1
votes

Short version: Is it possible (aside from reverse processing the formatted cell contents) to extract the coefficients from a table reporting the results of regression models generated using the finalfit package?

Background: Using the (amazing) finalfit package I can produce tables of results from regression models. I want to report some of these same results in the text of an Rmarkdown document. I do not want to run the regression models twice, once in finalfit for the tables and once to generate output to be used in text. Also, finalfit processes the coefficients (e.g. exponentiates coefficients from logistic regression models to generate odds ratios, consistently formats decimal points) and I do not want to duplicate these steps.

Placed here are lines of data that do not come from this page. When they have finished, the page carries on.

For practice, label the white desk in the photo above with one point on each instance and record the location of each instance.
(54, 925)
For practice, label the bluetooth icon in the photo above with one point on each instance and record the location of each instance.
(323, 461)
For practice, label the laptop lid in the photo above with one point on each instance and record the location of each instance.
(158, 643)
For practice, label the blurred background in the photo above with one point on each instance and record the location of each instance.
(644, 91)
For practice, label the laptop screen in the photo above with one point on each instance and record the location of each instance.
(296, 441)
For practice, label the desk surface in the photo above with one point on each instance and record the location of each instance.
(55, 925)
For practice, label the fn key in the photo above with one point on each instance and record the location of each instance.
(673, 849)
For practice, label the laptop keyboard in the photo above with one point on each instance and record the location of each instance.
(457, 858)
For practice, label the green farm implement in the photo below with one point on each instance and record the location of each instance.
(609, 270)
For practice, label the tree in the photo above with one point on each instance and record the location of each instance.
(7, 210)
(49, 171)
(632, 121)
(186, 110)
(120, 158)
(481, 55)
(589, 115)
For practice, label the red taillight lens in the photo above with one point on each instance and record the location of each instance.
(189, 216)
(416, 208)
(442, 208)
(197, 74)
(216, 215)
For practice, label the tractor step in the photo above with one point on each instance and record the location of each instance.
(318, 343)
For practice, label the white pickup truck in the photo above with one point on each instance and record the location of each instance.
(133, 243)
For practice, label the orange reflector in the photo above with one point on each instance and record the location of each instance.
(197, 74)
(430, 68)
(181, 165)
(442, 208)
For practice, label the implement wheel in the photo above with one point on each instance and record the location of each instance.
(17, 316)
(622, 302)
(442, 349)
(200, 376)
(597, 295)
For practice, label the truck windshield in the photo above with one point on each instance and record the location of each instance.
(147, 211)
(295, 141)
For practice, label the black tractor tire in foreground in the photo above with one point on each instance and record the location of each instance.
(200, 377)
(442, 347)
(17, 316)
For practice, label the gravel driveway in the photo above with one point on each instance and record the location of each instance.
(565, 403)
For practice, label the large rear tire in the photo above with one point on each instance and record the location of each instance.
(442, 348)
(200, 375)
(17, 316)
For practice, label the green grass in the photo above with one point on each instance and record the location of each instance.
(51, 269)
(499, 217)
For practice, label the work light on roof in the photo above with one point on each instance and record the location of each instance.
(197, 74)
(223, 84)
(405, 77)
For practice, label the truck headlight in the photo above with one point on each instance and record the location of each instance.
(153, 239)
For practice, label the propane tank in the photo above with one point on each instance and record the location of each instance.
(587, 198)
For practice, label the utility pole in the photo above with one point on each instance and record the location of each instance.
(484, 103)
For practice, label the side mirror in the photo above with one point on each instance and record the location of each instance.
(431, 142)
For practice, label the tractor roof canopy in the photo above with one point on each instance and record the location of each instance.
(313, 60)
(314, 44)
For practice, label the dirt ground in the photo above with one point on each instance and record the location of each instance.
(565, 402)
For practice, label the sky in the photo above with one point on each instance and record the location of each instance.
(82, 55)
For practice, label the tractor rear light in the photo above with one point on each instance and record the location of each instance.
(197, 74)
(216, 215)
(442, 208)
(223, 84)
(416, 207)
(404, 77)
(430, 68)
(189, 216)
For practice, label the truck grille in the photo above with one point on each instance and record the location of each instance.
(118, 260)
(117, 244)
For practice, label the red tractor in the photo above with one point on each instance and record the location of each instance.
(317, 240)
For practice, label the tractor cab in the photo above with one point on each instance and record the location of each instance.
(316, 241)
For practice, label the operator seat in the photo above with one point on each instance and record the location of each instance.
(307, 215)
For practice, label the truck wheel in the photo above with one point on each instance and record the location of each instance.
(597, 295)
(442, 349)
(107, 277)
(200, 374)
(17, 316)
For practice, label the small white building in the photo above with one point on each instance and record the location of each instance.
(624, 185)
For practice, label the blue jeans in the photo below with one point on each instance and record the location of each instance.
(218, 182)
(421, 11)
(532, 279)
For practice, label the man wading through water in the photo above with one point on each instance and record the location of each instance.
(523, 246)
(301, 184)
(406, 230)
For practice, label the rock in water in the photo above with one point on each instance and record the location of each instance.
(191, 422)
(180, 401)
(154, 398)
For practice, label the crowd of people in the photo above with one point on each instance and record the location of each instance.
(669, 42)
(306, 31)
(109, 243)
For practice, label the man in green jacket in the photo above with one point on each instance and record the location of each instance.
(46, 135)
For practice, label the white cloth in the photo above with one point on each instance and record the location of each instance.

This code below produces a formatted table of results from a logistic regression model (note: deliberately using base R code for model):

library(finalfit)
library(dplyr)
explanatory = c("age", "sex.factor")
dependent = "mort_5yr"
colon_s %>%
  ## Crosstable
  summary_factorlist(dependent, explanatory, fit_id=TRUE)  %>% 
  ff_merge(
    glm(
      mort_5yr ~ age + sex.factor, family="binomial", data = colon_s
    ) %>% 
  fit2df(estimate_suffix=" (multivariable)")
  ) %>% 
  select(-c(fit_id, index)) %>% 
  dependent_label(colon_s, dependent)

I cannot see how I can extract the odds ratio for Sex:Male from this table (or the pipeline to produce it), without running and processing the glm model separately.

Extracting the cell contents directly (as suggested by @LyzandeR) results in this string: "0.98 (0.76-1.27, p=0.888)" The relevant coefficients, confidence intervals and P-value would need to be extracted. This nearly achieves the result, but is not ideal given that they have all previously been calculated and concatentated into this string.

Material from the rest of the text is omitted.